They remove uniqe and old chars like IC and G&W and keep the damn pokemons


----------



## slimscane (Jun 7, 2006)

RockLee said:
			
		

> Bigger question...
> 
> Why in the hell is Pichu staying in?!


Why don't you ask yourself that, _Nintendo_


----------



## RockLee (Jun 7, 2006)

Why don't you ask yourself that, _Nintendo_ 

D:

B-b-b-because... I <3 $! 


Anyone got the "It prints money" version?


----------



## Death (Jun 7, 2006)

The pokemon shouldn't be in this game as playable people.


----------



## slimscane (Jun 7, 2006)

Hahaha, RockLee, very nice 

is this G&W and IC out thing official or just speculation?


----------



## Jack Bauer (Jun 7, 2006)

slimscane said:
			
		

> ^ D-T :amazed You're mean!!! That isn't even true  Next you are going to say that IC were useless too. G&W is one of my three characters, *sigh*, if they do take him out I guess I will just pick up a new character (although I was already planning to). Baby Bowser it is.



You read my mind.

Blaziken and Deoxyz ftw.


----------



## Kayo (Jun 7, 2006)

^Lol, you might aswell add 20 more pokemons and change the name to pokemon smash bros or something.


----------



## ilabb (Jun 7, 2006)

@Yoshikuni Taiki: You're kinda dumb, aren't you? Pokemon is the second highest selling game. Ever. Mario and Zelda characters outnumber them as is, and we're getting more from both franchises most likely, so why not Pokemon? Oh that's right, you think they suck.

In other words, just shut up. No one cares that you don't like Pokemon, and that especially includes Nintendo of Japan, which coincidentally is where the game is being made.


----------



## Kayo (Jun 7, 2006)

ilabb said:
			
		

> @Yoshikuni Taiki: You're kinda dumb, aren't you? Pokemon is the second highest selling game. Ever. Mario and Zelda characters outnumber them as is, and we're getting more from both franchises most likely, so why not Pokemon? Oh that's right, you think they suck.
> 
> In other words, just shut up. No one cares that you don't like Pokemon, and that especially includes Nintendo of Japan, which coincidentally is where the game is being made.



Lol you shut up idiot, it isn't just me that doesn't like Pokemon. Thanks to Pokemon geeks like you they add all those little bastards into the game. What do you prefer some uniqe characters or 5-6 characters from the same game?


----------



## ilabb (Jun 7, 2006)

If they're all fun to play as, I don't care if there are 36 Mario characters and Little Mac.

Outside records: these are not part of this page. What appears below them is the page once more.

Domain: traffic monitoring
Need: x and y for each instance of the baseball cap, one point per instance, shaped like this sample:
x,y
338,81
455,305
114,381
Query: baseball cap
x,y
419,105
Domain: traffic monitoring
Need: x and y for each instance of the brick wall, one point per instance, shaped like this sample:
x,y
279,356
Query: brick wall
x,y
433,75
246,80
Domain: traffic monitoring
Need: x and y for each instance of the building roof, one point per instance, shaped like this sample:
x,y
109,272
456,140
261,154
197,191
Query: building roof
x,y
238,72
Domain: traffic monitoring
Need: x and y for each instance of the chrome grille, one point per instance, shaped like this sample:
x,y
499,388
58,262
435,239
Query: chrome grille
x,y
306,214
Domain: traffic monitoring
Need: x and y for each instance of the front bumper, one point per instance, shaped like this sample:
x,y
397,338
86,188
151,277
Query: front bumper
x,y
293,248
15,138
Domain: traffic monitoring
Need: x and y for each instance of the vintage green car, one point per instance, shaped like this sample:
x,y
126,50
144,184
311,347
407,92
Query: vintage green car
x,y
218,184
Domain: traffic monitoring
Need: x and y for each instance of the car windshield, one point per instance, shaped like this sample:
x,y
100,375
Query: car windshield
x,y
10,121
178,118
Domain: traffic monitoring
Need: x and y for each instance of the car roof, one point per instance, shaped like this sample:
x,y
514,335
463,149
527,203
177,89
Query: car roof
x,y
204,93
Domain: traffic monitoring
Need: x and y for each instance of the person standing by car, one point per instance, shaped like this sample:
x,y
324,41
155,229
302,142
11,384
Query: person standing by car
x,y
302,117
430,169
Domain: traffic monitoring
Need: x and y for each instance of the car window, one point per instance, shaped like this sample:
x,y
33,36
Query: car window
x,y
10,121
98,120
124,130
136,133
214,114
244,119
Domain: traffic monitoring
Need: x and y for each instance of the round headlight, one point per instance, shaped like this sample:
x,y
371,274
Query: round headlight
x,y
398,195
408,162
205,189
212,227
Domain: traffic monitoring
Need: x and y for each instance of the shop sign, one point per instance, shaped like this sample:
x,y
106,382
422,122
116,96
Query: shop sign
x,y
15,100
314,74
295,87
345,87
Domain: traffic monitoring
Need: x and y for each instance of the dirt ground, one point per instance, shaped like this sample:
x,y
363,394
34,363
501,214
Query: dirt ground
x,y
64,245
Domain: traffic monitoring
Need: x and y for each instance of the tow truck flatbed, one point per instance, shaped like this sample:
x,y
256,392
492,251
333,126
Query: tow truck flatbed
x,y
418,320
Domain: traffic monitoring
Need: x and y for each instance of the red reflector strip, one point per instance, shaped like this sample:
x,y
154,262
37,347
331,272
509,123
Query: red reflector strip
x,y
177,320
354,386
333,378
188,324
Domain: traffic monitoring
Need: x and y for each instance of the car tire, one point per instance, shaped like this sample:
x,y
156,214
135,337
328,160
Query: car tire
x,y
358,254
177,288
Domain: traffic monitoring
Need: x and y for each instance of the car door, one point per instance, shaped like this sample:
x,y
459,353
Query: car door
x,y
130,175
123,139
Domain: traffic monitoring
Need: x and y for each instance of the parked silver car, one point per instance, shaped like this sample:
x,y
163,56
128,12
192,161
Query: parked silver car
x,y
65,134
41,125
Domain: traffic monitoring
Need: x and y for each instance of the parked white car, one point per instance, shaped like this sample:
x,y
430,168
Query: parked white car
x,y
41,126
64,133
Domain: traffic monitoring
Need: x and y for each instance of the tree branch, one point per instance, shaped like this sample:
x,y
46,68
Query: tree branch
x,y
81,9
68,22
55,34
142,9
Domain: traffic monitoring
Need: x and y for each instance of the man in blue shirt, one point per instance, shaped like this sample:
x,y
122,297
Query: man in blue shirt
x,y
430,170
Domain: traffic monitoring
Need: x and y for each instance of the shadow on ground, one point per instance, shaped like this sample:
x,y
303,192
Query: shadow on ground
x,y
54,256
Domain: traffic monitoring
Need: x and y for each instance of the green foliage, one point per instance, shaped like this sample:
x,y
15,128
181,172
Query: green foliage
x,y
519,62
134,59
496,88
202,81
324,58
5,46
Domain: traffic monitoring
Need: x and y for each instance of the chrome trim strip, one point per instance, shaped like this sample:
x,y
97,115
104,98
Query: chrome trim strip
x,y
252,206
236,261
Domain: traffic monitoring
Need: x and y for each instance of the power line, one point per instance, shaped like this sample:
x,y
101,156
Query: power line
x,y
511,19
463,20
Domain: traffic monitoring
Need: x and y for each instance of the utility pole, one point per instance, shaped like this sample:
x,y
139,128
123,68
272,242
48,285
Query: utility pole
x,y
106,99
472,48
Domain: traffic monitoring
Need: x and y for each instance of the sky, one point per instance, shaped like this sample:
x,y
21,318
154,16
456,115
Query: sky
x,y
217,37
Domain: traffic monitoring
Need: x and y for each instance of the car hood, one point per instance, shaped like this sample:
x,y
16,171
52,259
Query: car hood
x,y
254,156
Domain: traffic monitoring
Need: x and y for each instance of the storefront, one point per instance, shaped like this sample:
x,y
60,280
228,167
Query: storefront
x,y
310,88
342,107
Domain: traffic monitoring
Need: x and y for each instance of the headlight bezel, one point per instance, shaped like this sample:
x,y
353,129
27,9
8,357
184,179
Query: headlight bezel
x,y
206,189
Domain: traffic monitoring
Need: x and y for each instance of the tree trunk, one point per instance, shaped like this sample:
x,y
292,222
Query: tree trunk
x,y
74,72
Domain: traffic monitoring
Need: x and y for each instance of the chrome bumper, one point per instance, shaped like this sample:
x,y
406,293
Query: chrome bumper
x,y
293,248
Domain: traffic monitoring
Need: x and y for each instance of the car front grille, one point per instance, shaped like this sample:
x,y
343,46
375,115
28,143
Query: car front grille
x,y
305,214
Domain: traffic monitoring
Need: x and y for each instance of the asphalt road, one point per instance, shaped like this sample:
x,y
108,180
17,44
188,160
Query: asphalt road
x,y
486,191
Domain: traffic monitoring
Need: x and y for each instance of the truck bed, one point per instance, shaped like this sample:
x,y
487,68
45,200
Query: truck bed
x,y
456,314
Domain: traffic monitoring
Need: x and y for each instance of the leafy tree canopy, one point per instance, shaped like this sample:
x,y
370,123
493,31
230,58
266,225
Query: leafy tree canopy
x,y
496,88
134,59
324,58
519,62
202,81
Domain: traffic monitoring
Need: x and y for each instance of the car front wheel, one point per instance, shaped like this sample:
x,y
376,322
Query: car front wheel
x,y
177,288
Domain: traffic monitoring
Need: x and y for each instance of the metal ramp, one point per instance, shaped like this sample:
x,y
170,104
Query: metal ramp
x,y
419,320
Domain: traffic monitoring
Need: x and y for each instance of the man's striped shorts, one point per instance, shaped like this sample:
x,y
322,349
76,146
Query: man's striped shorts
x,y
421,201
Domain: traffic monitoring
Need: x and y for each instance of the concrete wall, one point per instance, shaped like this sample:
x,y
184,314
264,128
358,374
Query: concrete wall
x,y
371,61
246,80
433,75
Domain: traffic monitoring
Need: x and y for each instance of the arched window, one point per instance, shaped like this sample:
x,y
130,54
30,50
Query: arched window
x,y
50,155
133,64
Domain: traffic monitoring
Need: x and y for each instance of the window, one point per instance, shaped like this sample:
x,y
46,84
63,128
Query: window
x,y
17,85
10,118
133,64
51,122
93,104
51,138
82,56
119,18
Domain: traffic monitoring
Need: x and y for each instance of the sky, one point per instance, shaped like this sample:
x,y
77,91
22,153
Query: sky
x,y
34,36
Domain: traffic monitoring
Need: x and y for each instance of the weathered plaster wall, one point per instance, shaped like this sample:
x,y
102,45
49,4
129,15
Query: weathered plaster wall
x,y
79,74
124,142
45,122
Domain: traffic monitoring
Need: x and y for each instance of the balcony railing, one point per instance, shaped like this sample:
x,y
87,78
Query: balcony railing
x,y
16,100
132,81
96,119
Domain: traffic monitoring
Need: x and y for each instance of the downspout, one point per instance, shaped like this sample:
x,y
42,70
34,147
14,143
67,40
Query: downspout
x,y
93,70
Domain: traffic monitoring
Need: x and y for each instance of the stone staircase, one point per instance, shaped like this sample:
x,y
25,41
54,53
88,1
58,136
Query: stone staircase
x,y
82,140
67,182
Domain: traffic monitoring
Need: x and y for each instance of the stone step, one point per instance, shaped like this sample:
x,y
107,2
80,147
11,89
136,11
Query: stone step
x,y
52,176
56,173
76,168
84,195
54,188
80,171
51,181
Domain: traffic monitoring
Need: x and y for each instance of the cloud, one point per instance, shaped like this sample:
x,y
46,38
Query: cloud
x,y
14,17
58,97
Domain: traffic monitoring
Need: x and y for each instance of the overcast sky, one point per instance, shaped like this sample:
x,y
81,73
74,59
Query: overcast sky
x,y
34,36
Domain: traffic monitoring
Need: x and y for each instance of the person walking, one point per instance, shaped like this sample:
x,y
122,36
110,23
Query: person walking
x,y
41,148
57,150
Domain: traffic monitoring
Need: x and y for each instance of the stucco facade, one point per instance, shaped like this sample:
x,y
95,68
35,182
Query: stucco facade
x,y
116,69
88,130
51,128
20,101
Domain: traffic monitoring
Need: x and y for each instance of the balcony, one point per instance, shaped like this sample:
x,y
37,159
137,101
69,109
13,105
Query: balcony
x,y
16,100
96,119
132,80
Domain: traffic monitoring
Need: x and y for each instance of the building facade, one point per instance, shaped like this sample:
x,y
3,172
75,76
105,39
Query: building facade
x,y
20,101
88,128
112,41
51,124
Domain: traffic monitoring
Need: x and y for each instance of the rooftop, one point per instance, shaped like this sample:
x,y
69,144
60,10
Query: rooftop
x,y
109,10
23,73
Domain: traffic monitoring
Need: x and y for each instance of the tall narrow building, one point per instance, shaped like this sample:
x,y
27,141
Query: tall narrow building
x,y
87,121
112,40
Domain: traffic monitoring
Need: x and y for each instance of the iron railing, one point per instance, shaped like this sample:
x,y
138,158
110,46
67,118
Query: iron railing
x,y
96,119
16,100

Jesus, you're quite the little tool, aren't you? You don't have to hate Pokemon if your jock friend back in high school decided Pokemon was uncool.

Unless Pokemon killed off your family's livestock and raped you in your sleep, then your random hate is completely stupid. I mean, why get worked up over a game? Is your masculinity in doubt if you like little, sometimes cute, creatures? If so, you have more problems then I'd like to point out.

Edit: I also like how you don't refute any of my points and just yack off the same annoying banter that every last Pokemon hater uses as undisputed fact.


----------



## Chemistry (Jun 7, 2006)

I prefer online play. So we can all 1v1.


----------



## Kayo (Jun 7, 2006)

ilabb said:
			
		

> If they're all fun to play as, I don't care if there are 36 Mario characters and Little Mac.
> 
> Jesus, you're quite the little tool, aren't you? You don't have to hate Pokemon if your jock friend back in high school decided Pokemon was uncool.
> 
> ...



Omfg you are the most annoying retard I have ever met here on Naruto forum. Please shut your mouth and get back to topic before I lose any more braincells thanks to you.


----------



## slimscane (Jun 7, 2006)

OoNoiRoO said:
			
		

> I prefer online play. So we can all 1v1.


Me too, that is one of the most important things, I really hope that they can get it working well. I want to fight everyone here >=D


----------



## Frieza (Jun 7, 2006)

I do not believe those characters were taken out. I want proof from the game designer himself.


----------



## Zouri (Jun 7, 2006)

Dude, you've got to be kidding me! GW and IC out! There's no way they would take those characters out!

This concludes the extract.